A major appeal of ex parte and inter partes reexamination was the high rate at which the Patent Office granted requests and initiated proceedings.  On the other hand, the APJs in recent months are becoming much more discriminating in their consideration of inter partes review petitions, denying a sizeable percentage of such requests for failing to present a complete and convincing argument for unpatentability.

The APJs’ decision denying review this Monday in Pride Solutions v.

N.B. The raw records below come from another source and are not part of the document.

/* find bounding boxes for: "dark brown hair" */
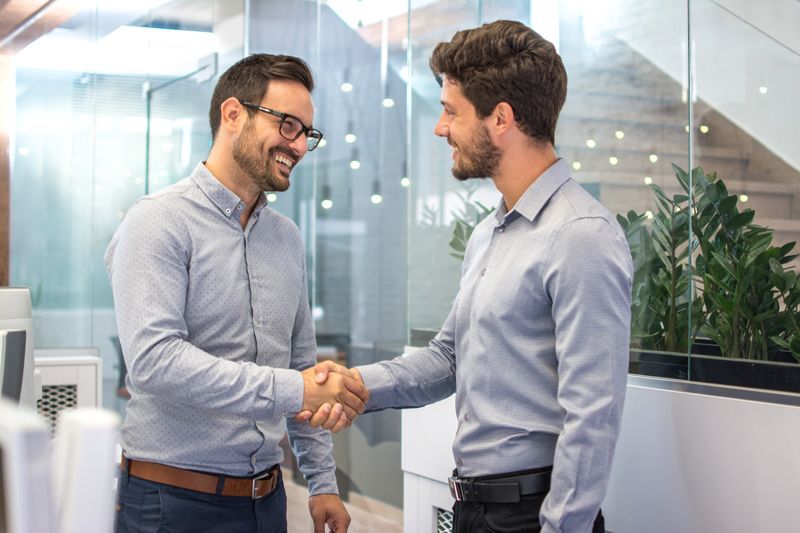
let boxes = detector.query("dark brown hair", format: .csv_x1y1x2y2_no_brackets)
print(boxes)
430,20,567,144
208,54,314,139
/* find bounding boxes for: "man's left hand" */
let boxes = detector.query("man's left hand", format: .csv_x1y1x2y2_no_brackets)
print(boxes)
308,494,350,533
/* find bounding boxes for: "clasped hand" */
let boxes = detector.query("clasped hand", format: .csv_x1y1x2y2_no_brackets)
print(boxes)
294,361,369,433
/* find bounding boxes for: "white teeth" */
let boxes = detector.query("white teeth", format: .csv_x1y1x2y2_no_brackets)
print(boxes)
275,154,294,168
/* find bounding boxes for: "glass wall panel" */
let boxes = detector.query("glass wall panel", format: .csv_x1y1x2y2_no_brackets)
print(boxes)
11,0,244,409
690,0,800,384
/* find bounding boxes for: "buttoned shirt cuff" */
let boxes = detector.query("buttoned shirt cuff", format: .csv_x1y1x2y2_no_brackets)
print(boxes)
272,368,304,416
355,363,394,411
308,470,339,496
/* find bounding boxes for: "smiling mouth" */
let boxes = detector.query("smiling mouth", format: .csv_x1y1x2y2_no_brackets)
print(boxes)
272,153,295,176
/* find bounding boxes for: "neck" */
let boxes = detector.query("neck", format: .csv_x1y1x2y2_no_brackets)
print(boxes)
492,142,558,211
205,144,261,228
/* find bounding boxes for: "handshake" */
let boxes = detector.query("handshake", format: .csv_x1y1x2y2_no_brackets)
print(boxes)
294,361,369,433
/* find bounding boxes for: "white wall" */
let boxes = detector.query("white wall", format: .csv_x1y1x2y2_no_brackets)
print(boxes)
402,376,800,533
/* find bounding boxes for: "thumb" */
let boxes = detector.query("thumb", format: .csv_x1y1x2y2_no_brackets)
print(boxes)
314,361,335,385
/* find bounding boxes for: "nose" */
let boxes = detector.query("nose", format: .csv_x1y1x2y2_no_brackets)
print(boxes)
433,113,450,137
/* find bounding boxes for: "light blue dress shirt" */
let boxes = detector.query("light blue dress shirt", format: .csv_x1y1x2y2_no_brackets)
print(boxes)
358,160,633,533
105,163,337,494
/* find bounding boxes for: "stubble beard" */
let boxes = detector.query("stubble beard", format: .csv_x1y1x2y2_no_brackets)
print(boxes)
452,120,503,181
233,120,289,192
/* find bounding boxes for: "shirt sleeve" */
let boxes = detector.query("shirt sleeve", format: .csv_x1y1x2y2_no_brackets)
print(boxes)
356,290,458,411
105,199,303,419
286,254,339,496
541,217,633,533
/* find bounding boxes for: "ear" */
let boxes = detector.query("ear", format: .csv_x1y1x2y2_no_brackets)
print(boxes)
492,102,516,133
219,96,247,133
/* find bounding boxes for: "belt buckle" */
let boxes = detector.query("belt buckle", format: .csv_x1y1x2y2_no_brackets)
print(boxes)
250,468,275,500
447,477,464,502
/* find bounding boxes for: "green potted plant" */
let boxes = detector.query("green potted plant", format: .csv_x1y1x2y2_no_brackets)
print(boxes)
617,165,800,390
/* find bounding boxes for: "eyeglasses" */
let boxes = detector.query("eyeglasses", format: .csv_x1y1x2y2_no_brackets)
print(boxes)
239,100,322,152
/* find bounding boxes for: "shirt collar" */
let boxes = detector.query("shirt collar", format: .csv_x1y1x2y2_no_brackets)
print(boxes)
191,162,267,221
495,157,570,224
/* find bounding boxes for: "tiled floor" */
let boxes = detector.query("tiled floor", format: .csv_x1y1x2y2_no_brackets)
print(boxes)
284,476,403,533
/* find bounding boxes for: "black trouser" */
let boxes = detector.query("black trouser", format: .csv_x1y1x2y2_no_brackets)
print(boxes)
453,492,606,533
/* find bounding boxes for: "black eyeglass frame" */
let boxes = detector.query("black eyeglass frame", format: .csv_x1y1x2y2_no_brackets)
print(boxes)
239,100,323,152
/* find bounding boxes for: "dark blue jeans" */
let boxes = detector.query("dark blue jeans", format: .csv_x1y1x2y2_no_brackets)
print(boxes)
114,472,287,533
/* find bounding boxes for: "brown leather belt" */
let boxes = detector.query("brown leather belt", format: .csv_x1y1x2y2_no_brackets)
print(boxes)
120,455,281,500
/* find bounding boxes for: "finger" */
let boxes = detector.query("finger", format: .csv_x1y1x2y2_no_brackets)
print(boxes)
344,374,369,403
338,389,364,418
331,412,353,433
322,402,342,429
308,402,331,428
314,361,336,385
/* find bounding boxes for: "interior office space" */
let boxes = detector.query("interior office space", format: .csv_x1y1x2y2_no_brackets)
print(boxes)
0,0,800,533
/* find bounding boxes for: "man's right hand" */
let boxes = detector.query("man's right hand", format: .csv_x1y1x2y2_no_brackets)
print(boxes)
296,361,369,429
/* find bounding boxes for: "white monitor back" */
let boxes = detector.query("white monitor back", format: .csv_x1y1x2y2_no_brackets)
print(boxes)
0,398,56,533
51,408,120,533
0,287,36,407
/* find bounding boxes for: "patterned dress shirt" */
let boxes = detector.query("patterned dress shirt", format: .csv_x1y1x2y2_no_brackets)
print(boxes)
105,163,337,494
359,160,633,533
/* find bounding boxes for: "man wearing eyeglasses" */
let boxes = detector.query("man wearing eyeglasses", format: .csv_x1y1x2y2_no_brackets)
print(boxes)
105,54,368,533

Not Dead Yet Manufacturing (IPR2013-00627) is a case in point.  The patent claimed a “connect/disconnect coupling for securing a stalk stomper to a tool bar.”  (In case you don’t know, “a stalk stomper” stomps on stubble from harvested crops, reducing the possibility of the stubble damaging tractors, etc.).  The exemplary claim included the limitation of “a retention means on the plate member” for engaging a pin to prevent desirable longitudinal movement of certain component parts.

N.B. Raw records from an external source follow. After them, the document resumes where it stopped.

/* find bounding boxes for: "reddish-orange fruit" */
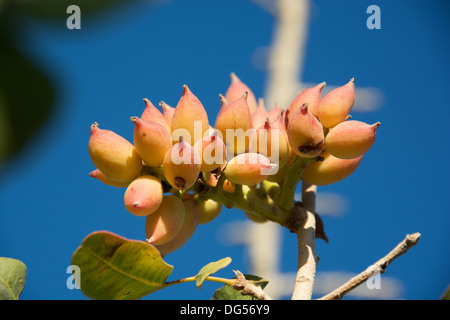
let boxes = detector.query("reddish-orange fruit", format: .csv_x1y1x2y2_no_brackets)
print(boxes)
317,79,355,128
194,131,227,172
215,92,253,155
325,120,380,159
88,123,142,182
163,137,201,190
131,117,172,167
89,169,130,188
199,199,222,224
286,82,325,120
287,103,325,158
141,98,170,133
252,98,268,128
225,153,277,186
145,195,186,246
252,118,289,169
123,175,163,216
203,172,235,193
156,192,201,257
225,72,258,113
171,85,209,146
302,150,363,186
159,101,175,128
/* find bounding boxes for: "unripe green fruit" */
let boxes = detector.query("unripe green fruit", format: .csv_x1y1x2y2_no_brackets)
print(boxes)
141,98,171,133
302,150,363,186
287,104,325,158
325,120,380,159
156,193,201,257
286,82,325,119
131,117,172,167
244,211,268,223
194,132,227,172
215,92,253,155
163,137,201,190
88,123,142,182
225,153,276,186
225,72,258,113
145,195,186,246
124,175,163,216
171,85,209,146
89,169,130,188
317,79,355,128
199,199,222,224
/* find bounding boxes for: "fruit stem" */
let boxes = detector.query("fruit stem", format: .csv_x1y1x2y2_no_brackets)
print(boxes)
276,156,311,212
165,276,237,287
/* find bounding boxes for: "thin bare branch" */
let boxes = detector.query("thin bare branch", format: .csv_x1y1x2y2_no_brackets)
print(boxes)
292,181,318,300
319,233,420,300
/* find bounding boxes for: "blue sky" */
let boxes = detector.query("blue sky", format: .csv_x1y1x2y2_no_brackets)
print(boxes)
0,0,450,299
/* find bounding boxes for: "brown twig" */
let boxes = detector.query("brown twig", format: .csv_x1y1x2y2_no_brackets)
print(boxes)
231,271,272,300
319,233,420,300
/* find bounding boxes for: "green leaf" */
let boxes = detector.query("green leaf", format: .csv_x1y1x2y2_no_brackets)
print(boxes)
211,274,269,300
195,257,231,289
0,257,27,300
72,231,173,300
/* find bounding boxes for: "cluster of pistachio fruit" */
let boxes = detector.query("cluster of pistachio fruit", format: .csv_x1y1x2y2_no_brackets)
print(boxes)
89,73,380,256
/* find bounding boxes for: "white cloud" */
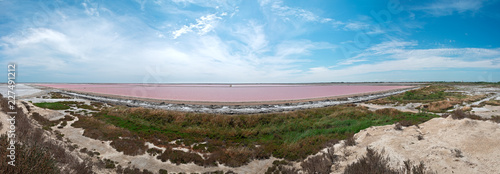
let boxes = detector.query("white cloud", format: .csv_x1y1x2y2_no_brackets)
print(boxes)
344,22,369,30
415,0,485,16
300,41,500,81
82,0,99,16
172,14,222,39
260,0,333,23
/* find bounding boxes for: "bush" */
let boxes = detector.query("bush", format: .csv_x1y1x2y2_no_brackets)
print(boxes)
300,148,337,173
344,134,356,146
110,137,147,155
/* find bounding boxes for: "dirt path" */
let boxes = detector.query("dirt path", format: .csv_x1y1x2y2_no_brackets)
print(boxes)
335,118,500,174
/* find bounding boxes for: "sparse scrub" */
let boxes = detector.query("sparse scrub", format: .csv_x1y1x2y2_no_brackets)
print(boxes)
110,137,147,155
147,148,163,156
0,95,93,174
73,105,436,167
301,148,337,173
451,109,486,120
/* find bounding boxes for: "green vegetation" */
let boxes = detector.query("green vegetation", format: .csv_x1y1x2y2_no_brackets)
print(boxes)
34,102,69,110
73,105,436,166
367,84,487,113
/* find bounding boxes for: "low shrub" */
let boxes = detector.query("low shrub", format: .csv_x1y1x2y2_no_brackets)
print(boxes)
110,137,147,155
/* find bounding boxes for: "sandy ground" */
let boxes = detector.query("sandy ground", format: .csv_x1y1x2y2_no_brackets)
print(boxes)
333,117,500,174
0,83,45,98
358,103,422,113
0,111,10,135
58,115,276,174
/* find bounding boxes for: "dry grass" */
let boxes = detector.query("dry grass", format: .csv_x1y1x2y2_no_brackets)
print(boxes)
73,100,434,167
0,95,93,174
427,100,455,112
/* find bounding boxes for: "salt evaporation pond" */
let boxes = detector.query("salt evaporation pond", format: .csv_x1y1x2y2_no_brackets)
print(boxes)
39,84,412,102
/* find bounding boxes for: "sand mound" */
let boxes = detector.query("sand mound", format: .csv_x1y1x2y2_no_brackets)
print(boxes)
334,117,500,173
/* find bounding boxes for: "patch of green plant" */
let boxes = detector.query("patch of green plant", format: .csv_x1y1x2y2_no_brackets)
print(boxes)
75,105,437,166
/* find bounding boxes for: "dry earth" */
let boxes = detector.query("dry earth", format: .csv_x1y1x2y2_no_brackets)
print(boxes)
0,83,500,173
332,117,500,174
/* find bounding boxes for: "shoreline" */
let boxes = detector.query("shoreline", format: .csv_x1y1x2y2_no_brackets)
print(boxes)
33,86,420,114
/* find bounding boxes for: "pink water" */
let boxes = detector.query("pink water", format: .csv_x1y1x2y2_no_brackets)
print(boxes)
40,84,409,102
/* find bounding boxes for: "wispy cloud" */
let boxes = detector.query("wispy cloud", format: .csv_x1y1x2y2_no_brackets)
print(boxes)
260,0,333,23
415,0,485,16
172,13,225,39
303,41,500,80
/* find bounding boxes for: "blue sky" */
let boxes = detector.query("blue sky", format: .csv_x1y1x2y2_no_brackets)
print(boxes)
0,0,500,83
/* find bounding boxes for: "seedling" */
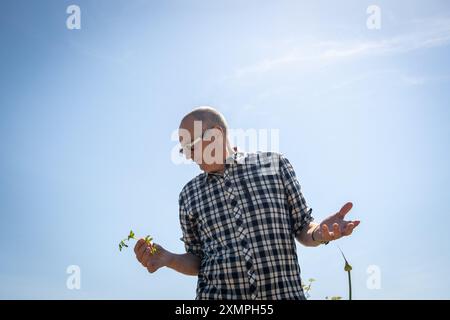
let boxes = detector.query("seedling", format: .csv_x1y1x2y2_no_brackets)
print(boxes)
338,247,352,300
119,230,156,254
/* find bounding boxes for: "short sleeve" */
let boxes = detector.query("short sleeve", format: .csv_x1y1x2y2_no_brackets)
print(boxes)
280,155,314,237
179,196,203,259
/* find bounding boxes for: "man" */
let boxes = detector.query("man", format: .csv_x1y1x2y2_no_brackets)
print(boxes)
134,107,360,299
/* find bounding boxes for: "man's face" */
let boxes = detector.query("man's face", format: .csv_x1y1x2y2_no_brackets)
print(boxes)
178,119,225,172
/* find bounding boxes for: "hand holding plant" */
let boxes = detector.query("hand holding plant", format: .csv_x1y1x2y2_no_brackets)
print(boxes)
119,230,156,254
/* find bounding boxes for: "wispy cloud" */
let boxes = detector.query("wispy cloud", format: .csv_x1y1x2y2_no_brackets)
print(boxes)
233,18,450,78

Mindful of its responsibility to construe the claims before applying them to the prior art disclosure, the petitioner fully considered the possibility of the “retention means” being a means-plus-function limitation.  The petitioner concluded, though, that the claim was unclear, that under the “broadest reasonable construction” standard the limitation was not means-plus-function, and “‘retention means’” should be construed broadly, e.g., as a “‘mechanism that retains something’”:

the plain language of “retention means” in the claim is ambiguous, the specification discloses a single embodiment of a “retention means,” and the Patent Owner has applied the term broadly to read on structures very different than the disclosed embodiment. Accordingly, under a broadest reasonable construction, Petitioner submits that, for purposes of this inter partes review, the recited “retention means” should be construed broadly, e.g., as a “mechanism that retains something.”

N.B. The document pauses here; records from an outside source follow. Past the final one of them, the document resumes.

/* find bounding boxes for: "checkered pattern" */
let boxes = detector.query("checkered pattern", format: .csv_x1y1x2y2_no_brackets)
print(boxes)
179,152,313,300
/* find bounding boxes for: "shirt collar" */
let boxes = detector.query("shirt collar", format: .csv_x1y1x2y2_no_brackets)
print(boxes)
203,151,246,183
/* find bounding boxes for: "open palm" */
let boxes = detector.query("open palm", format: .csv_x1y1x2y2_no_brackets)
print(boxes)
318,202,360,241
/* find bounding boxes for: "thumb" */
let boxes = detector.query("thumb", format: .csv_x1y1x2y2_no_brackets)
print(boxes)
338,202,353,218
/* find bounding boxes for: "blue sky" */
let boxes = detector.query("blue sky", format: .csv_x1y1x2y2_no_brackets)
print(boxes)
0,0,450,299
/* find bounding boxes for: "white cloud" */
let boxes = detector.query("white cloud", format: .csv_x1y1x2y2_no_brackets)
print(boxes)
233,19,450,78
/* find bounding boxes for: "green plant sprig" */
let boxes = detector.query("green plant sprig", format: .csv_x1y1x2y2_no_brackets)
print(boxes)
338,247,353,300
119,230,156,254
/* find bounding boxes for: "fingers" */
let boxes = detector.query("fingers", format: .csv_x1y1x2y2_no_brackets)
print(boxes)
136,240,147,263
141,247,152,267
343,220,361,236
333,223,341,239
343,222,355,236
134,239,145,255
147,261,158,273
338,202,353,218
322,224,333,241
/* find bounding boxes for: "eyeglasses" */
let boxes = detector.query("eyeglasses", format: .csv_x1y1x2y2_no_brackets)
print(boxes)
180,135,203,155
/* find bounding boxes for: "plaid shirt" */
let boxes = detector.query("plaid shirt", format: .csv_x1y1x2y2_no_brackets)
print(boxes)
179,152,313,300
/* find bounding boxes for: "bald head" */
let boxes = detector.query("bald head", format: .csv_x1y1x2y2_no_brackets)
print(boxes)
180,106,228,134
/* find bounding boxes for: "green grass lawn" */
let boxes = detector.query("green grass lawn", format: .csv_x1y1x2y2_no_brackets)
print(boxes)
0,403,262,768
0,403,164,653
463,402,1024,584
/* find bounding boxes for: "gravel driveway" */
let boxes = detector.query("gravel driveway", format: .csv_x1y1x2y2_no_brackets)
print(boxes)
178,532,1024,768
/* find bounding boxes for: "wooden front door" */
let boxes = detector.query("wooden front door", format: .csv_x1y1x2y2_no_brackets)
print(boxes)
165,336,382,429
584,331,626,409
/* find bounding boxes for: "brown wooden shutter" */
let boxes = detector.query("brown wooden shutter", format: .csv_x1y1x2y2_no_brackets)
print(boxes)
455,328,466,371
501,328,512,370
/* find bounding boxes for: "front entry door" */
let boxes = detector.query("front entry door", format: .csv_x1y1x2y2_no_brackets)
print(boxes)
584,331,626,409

The patent owner also concluded that “retention means” was not means-plus-function and offered its own more limited construction. 

The APJs disagreed with both parties, finding that the word “means” created a presumption of means-plus-function, and that the claim did not recite sufficient structure to rebut that presumption.  In particular, the APJs construed the limitation to cover the specific “L-shaped bracket” disclosed in the specification as the corresponding structure and the equivalents thereof. 

The APJs then found that the petitioner had “not provide[d] any evidence of how the prior art references should be applied [to the claims] if ‘retention means’ is construed as a means-plus-function term.  Nor is the evidence provided by Petitioner sufficient to show a reasonable likelihood that it will prevail on at least one of the challenged claims.”  They acknowledged that the petitioner had proposed four grounds for unpatentability, but “[n]one of the evidence submitted equates to a retention block or a retention stop in the form of an L-shaped bracket, as we have construed ‘retention means.’” (Emphasis added). 

What does this mean for practitioners?  Hindsight is 20-20. But an argument in the alternative – in the event that “retention means” is found by the APJs to be means-plus-function – might have been in order.  It is true that the petition here had reached the strictly-followed 60-page limit.  Still, given the APJs’ proclivity for denying additional grounds for unpatentability as “redundant,”  future petitioners might consider jettisoning an extra ground in favor of a prior art analysis that would apply in the event that the APJs adopt a different claim construction.